Making the match is an inexact science, but there are some decent insights into pairing books to reluctant readers and introducing new genres. Nothing mind-bending; I've been doing much of what she writes about for years without reading this book. Nice of her to give voice to it and provide useful appendices, which might be the most helpful feature. Probably best utilized as a resource for teachers in training and new teachers.
An excellent over-view of one of the failures of too many Language Arts teachers: we don't hook students up with the right book. Sure, we try and sometimes stumble into success, but Lesesne shows us what we can to to really improve our average. The brief essays by YA authors are quite interesting, and I share several with students.
I really liked the conversational tone.
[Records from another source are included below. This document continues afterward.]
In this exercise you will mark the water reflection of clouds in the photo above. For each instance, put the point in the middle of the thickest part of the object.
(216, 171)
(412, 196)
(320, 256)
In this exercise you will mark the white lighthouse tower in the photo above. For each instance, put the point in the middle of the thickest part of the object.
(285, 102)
Easy to read. Teri is someone that I would like to meet. She seems like a genuinely good person who cares about students and about good literature. Some of the book recommendaitons feel a little dated. I would love to see what updates she would make now...
I upped the rating on this from four stars to five as I realized how influential this book was on how I work with students on finding them a book. I know the actual book recommendations could use an update, but the advice in the book is still effective today. Thanks Prof. for recommending this book to me back while I was prepping for student teaching.
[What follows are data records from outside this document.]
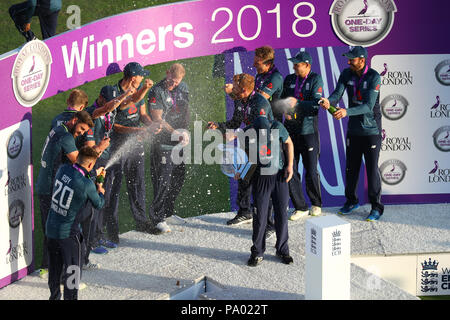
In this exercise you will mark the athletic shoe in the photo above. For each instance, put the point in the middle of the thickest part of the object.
(43, 273)
(107, 244)
(315, 211)
(163, 227)
(298, 214)
(347, 208)
(81, 286)
(99, 250)
(269, 233)
(285, 258)
(254, 261)
(91, 266)
(374, 215)
(240, 219)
Full disclaimer- I am a big Professor Nana fan: of her blog, #bproots chats, and tweets. This book, even though it is more than a decade old, is loaded with practical advice from an experienced and wise teacher. I love the short essays from authors, the advice about how to booktalk, the appendices, and the description of the library "nomad". I will be sharing this title with teachers of reading.
I've been reading this book as part of a YALSA class. We've been skipping around, but so far the information I've read is valuable. Especially Chapter 2, which introduces the reader to some basic developmental concepts.
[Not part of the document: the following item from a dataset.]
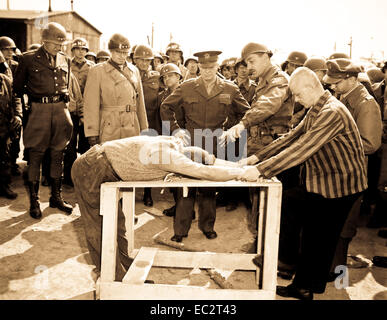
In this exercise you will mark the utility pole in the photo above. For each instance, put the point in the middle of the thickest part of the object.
(350, 47)
(153, 33)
I can't believe I didn't already have this on my list--just an oversight kn my part. I got this book for Christmas several years ago and spent all of Christmas day reading, nodding, and highlighting. I love, love, love this book and recommend it to anybody who works with kids and reading.
This book gave me so many excellent ideas to inspire my students to select books they will get hooked on! I can't wait to plan my next "book talk". The appendices are incredible and offer a depth of suggestions in each genre. Excellent resource for reading teachers!
worth skimming, but best for its extensive appendixes (a-y!!), which categorize, list, and give blurbs for a slew of great books for teens.
This definitely deserves a closer look in the future. Many contributing authors, lots of good ideas. The premise is (1) knowing the kids, (2) knowing the books, and (3) making the match.
This is a great resource for my teaching. I have used it frequently.
An awesome resource, specifically the "What Young Adults Tell Us", "Motivating Readers", and "Book Talking" chapters. I do wish she would do an updated book list.
This book is life changing
Ch.1-6 are skimmable, especially if you have read her other book. Appendix section and book recommendations are very valuable.
Good ideas in the book but the lists in the back are totally out-dated. Needs a second edition!
Fantastic professional book on knowing your students, knowing the books, and knowing the strategies to make them readers.
A must read for all teachers who believe that becoming a Lifetime Reader is a possibility for all children!
This is a great resource for classroom teachers!
lots of books listed for grades 4-12. The copyright is 2003.
Excellent Resource! I marked so many pages to use for future reference
I found many useful tools to integrate into my classroom instruction.